Ways to Deal With Sorrow and Grief

Agony of Sorrow

I am consumed by the searing flame of my grief, my sorrow. It is too painful to contemplate. I cannot allow myself to feel.

Have you ever experienced sorrow so immense, it feels like you’re burning up inside? It starts as an aching that progresses so quickly to create a huge hole in your heart, your soul. And it’s a pain so intense, you can’t even look at it. To do so leaves you breathless.

Distraction of any sort does not even bring relief, but we engage anyway. Shopping, eating, drinking, gambling… Where does it lead? Often to destruction of self and others. Avoidance delays the beginning of the healing process, and yet it is often the only response able before one can confront the sorrow.

Recognizing and dealing with the distraction in which we are engaging, especially with drinking by getting sober, can assist in one’s ability to begin facing the pain, grief, and sorrow.

Sorrow is an intense anguish, often in response to loss or disappointment. It is closely related to grieving. If we choose to look at that sorrow, we can recognize the grieving process and allow it to occur. This begins the process of dispelling sorrow.

Often, talking to others about our sorrow is helpful, and allows the cleansing and grieving process to begin. Eventually, we are able to come back to center and to regain peace-of-mind.
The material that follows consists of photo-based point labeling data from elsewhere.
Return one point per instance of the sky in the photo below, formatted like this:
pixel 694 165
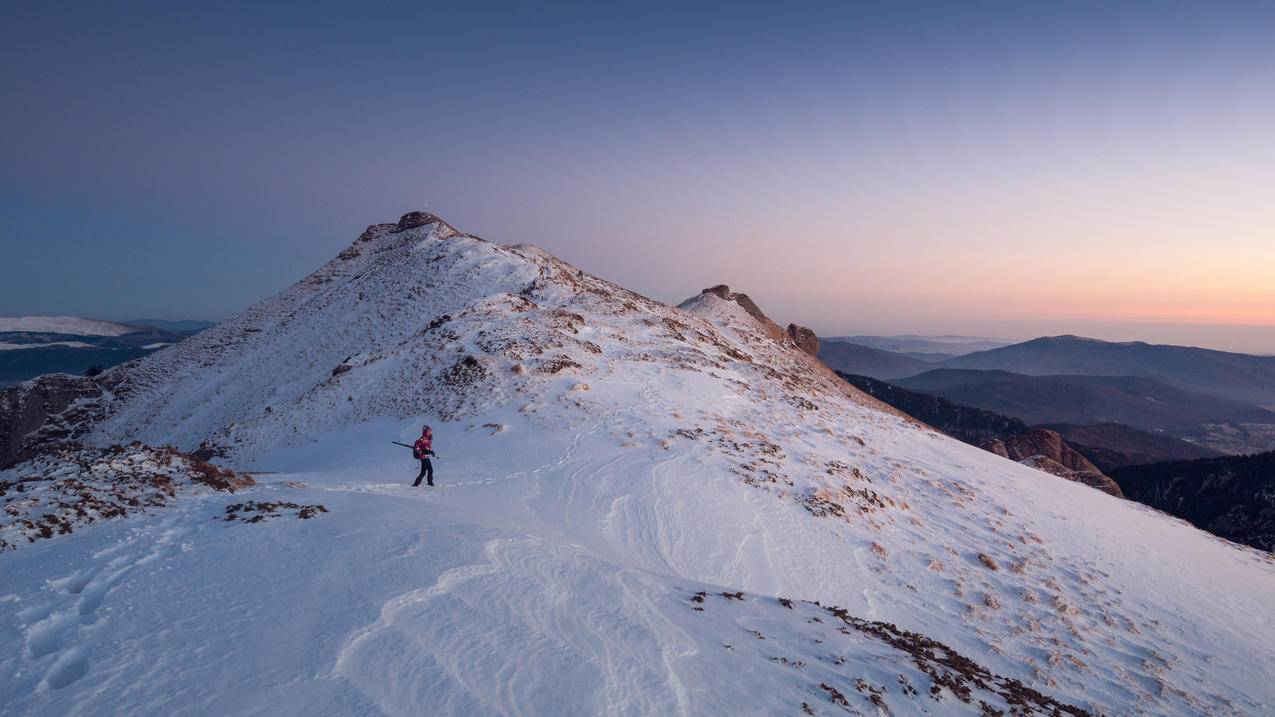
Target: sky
pixel 992 169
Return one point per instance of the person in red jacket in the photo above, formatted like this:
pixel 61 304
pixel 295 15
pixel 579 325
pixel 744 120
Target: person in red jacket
pixel 422 450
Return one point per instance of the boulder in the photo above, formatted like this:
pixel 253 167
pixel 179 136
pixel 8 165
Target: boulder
pixel 803 338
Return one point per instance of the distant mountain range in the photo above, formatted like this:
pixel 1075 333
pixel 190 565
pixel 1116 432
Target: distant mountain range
pixel 31 346
pixel 925 347
pixel 867 361
pixel 1006 436
pixel 1239 376
pixel 1116 445
pixel 1216 399
pixel 1232 496
pixel 1140 402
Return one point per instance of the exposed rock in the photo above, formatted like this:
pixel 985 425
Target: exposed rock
pixel 413 220
pixel 803 338
pixel 723 291
pixel 1046 450
pixel 47 411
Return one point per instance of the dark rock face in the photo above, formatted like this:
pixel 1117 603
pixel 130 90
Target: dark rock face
pixel 1046 450
pixel 1231 496
pixel 413 220
pixel 1002 435
pixel 49 411
pixel 803 338
pixel 974 426
pixel 723 291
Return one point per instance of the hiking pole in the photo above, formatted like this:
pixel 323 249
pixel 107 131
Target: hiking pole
pixel 406 445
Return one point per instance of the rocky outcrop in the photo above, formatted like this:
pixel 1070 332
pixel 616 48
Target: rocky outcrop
pixel 723 291
pixel 47 411
pixel 1046 450
pixel 413 220
pixel 803 338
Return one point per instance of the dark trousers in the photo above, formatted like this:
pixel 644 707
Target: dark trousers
pixel 426 472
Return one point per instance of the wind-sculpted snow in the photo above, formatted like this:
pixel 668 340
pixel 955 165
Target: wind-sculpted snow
pixel 604 458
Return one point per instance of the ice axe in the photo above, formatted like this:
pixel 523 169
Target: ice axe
pixel 406 445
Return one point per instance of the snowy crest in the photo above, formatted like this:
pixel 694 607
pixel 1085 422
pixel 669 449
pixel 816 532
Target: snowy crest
pixel 670 509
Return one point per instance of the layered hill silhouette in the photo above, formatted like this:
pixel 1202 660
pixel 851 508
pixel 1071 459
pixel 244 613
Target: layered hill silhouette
pixel 1232 496
pixel 1004 435
pixel 1140 402
pixel 670 510
pixel 1238 376
pixel 1116 445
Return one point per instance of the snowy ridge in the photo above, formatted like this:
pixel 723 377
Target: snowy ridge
pixel 604 459
pixel 64 325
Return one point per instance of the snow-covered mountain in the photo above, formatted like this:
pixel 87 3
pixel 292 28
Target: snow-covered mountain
pixel 644 510
pixel 73 325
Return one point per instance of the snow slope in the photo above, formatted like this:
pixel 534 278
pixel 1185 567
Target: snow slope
pixel 604 459
pixel 73 325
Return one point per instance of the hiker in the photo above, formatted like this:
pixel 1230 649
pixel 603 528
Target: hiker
pixel 422 450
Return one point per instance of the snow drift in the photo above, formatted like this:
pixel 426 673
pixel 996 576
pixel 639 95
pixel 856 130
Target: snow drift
pixel 647 509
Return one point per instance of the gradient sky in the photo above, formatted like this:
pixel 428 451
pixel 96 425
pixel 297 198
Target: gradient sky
pixel 1001 169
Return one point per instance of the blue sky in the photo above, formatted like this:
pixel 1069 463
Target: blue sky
pixel 979 167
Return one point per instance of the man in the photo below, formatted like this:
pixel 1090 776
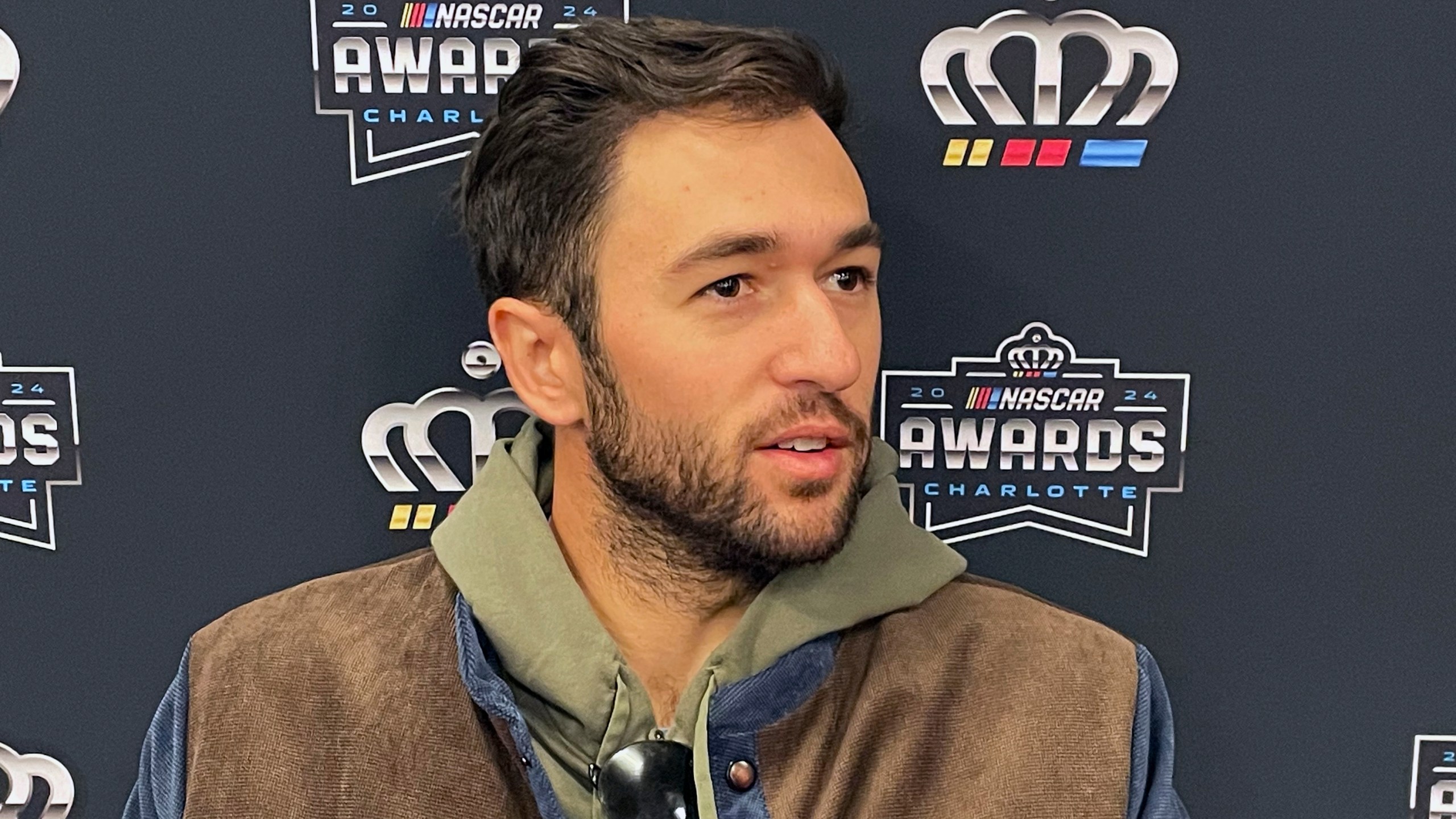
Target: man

In response to understanding more about the need for assistance to work through sorrow, support bereavement groups are forming, in addition to those offered by a local Hospice organization. Support allows us to realize we are not alone. It gives us courage to face the pain, knowing that by sharing, it will help with that searing feeling, allowing us to regain our equilibrium.

Hello, and welcome to my blog. As a newcomer or even someone returning, I want to clarify what I am doing on the blog. I am talking about each topic of my book, as it appears.  Together, the topics portray my healing journey, from great fear and worthlessness, to joy and peace. Thank you for joining the journey. We are currently at the beginning of the book, talking about difficult emotions.